Mn⁴⁺‐doped fluoride phosphors have been widely used in wide‐gamut backlighting devices because of their extremely narrow emission band. Solid solutions of Na₂(Si_xGe_1−x)F₆:Mn⁴⁺ and Na₂(Ge_yTi_1−y)F₆:Mn⁴⁺ were successfully synthesized to elucidate the behavior of the zero‐phonon line (ZPL) in different structures. The ratio between ZPL and the highest emission intensity υ₆ phonon sideband exhibits a strong relationship with luminescent decay rate. First‐principles calculations are conducted to model the variation in the structural and electronic properties of the prepared solid solutions as a function of the composition. To compensate for the limitations of the Rietveld refinement, electron paramagnetic resonance and high‐resolution steady‐state emission spectra are used to confirm the diverse local environment for Mn⁴⁺ in the structure.
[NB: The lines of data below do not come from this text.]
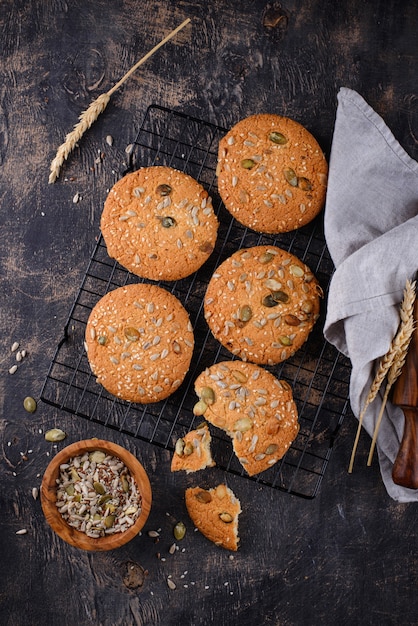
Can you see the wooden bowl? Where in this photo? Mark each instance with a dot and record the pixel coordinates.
(76, 537)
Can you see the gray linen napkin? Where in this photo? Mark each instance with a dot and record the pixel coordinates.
(371, 229)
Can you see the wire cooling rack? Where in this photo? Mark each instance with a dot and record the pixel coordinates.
(318, 373)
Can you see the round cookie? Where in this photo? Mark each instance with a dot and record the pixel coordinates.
(272, 173)
(215, 513)
(139, 342)
(262, 303)
(159, 223)
(254, 407)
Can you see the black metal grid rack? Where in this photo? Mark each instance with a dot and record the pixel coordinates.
(318, 374)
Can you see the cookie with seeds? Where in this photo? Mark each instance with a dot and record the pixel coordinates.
(255, 408)
(193, 452)
(159, 223)
(261, 304)
(139, 342)
(215, 513)
(272, 173)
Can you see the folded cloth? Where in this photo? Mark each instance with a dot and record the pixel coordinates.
(371, 229)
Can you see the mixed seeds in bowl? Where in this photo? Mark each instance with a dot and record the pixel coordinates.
(97, 495)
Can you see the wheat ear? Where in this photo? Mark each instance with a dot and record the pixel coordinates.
(91, 114)
(404, 336)
(406, 315)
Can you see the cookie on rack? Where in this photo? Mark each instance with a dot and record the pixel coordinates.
(139, 342)
(272, 173)
(159, 223)
(261, 304)
(255, 408)
(193, 451)
(215, 513)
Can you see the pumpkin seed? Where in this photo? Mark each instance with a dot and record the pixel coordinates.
(99, 488)
(247, 164)
(203, 496)
(179, 531)
(124, 482)
(307, 307)
(207, 395)
(304, 184)
(291, 320)
(179, 446)
(164, 190)
(200, 408)
(266, 257)
(97, 456)
(55, 434)
(69, 490)
(296, 270)
(105, 498)
(131, 333)
(277, 137)
(290, 176)
(109, 521)
(188, 448)
(239, 376)
(168, 222)
(29, 404)
(280, 296)
(269, 301)
(245, 313)
(243, 424)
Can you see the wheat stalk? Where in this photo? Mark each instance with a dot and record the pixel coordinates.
(389, 362)
(406, 330)
(97, 107)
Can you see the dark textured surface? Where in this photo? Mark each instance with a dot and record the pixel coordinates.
(347, 556)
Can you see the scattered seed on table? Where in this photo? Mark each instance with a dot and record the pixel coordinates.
(29, 404)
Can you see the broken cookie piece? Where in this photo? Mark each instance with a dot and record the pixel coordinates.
(215, 513)
(192, 452)
(255, 408)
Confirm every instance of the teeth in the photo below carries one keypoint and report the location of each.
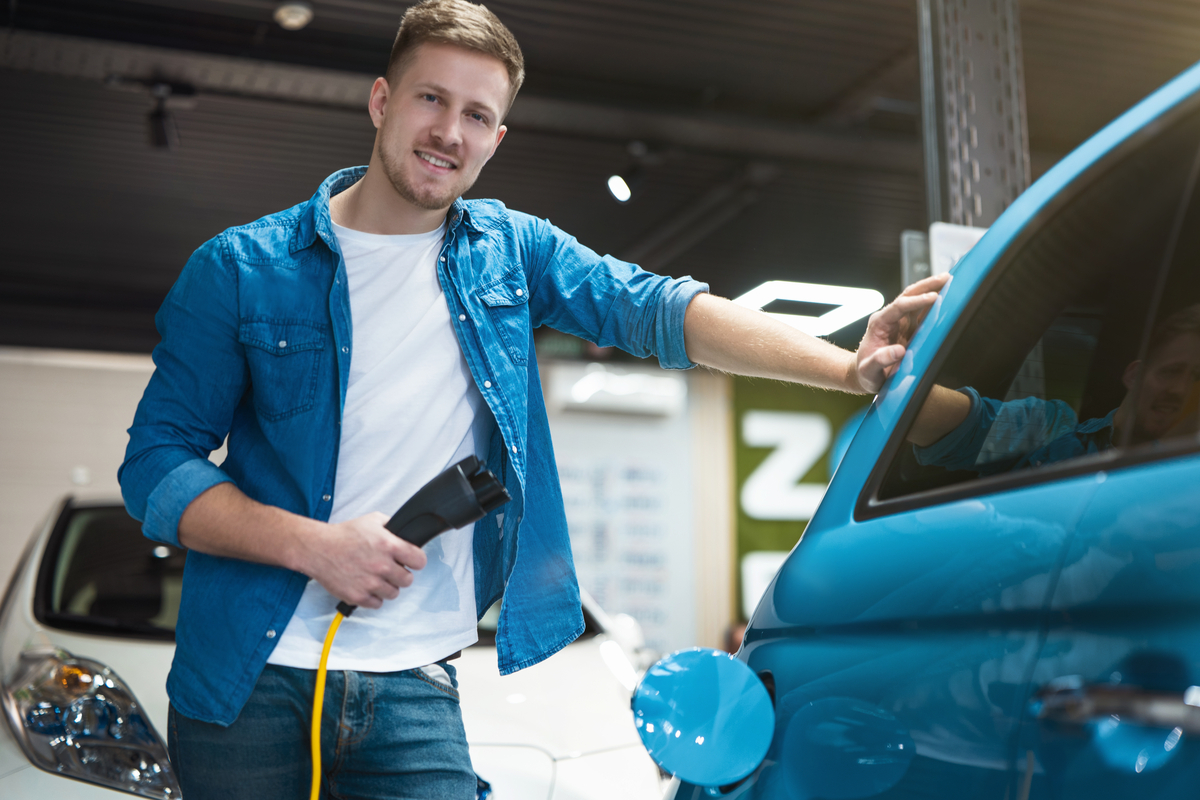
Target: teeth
(435, 161)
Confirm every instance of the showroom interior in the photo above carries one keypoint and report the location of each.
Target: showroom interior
(809, 143)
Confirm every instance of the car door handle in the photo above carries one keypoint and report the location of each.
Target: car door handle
(1073, 702)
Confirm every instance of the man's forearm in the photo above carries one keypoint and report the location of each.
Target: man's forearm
(725, 336)
(222, 521)
(358, 560)
(943, 410)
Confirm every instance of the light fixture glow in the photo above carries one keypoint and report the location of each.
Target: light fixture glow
(619, 188)
(293, 16)
(852, 304)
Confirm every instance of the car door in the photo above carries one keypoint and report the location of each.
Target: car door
(901, 636)
(1115, 704)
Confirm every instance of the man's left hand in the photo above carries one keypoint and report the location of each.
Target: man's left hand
(891, 329)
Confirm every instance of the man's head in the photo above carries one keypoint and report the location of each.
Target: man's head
(1168, 376)
(461, 23)
(454, 72)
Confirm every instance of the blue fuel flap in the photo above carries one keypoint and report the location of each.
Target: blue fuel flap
(703, 716)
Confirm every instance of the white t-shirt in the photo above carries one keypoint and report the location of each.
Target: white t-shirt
(412, 409)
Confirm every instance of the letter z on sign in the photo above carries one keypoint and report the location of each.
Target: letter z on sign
(773, 491)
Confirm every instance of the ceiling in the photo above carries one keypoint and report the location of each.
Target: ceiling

Finally, the spectral luminous efficacy of radiation (LER) is used to reveal the important role of ZPL in practical applications.

中文翻译：

---

通过调节Mn4 +激活的窄带氟化物荧光粉的晶体对称性和局部结构来控制发光。

掺杂Mn ^4+的氟化物磷光体因其极窄的发射带而被广泛用于宽色域背光设备中。已成功合成了Na ₂（Si _x Ge _{1- x}）F ₆：Mn ⁴⁺和Na ₂（Ge _y Ti _1-y）F ₆：Mn ^4+的固溶体，以阐明零声子线的行为（ ZPL）。ZPL和最高发射强度之间的比率υ ₆声子边带与发光衰减率有很强的关系。进行第一性原理计算以模拟所制备的固溶体的结构和电子性质随组成的变化。为了弥补Rietveld改进的局限性，电子顺磁共振和高分辨率稳态发射光谱被用于确认结构中Mn ⁴⁺的不同局部环境。最后，辐射的光谱发光效率（LER）用于揭示ZPL在实际应用中的重要作用。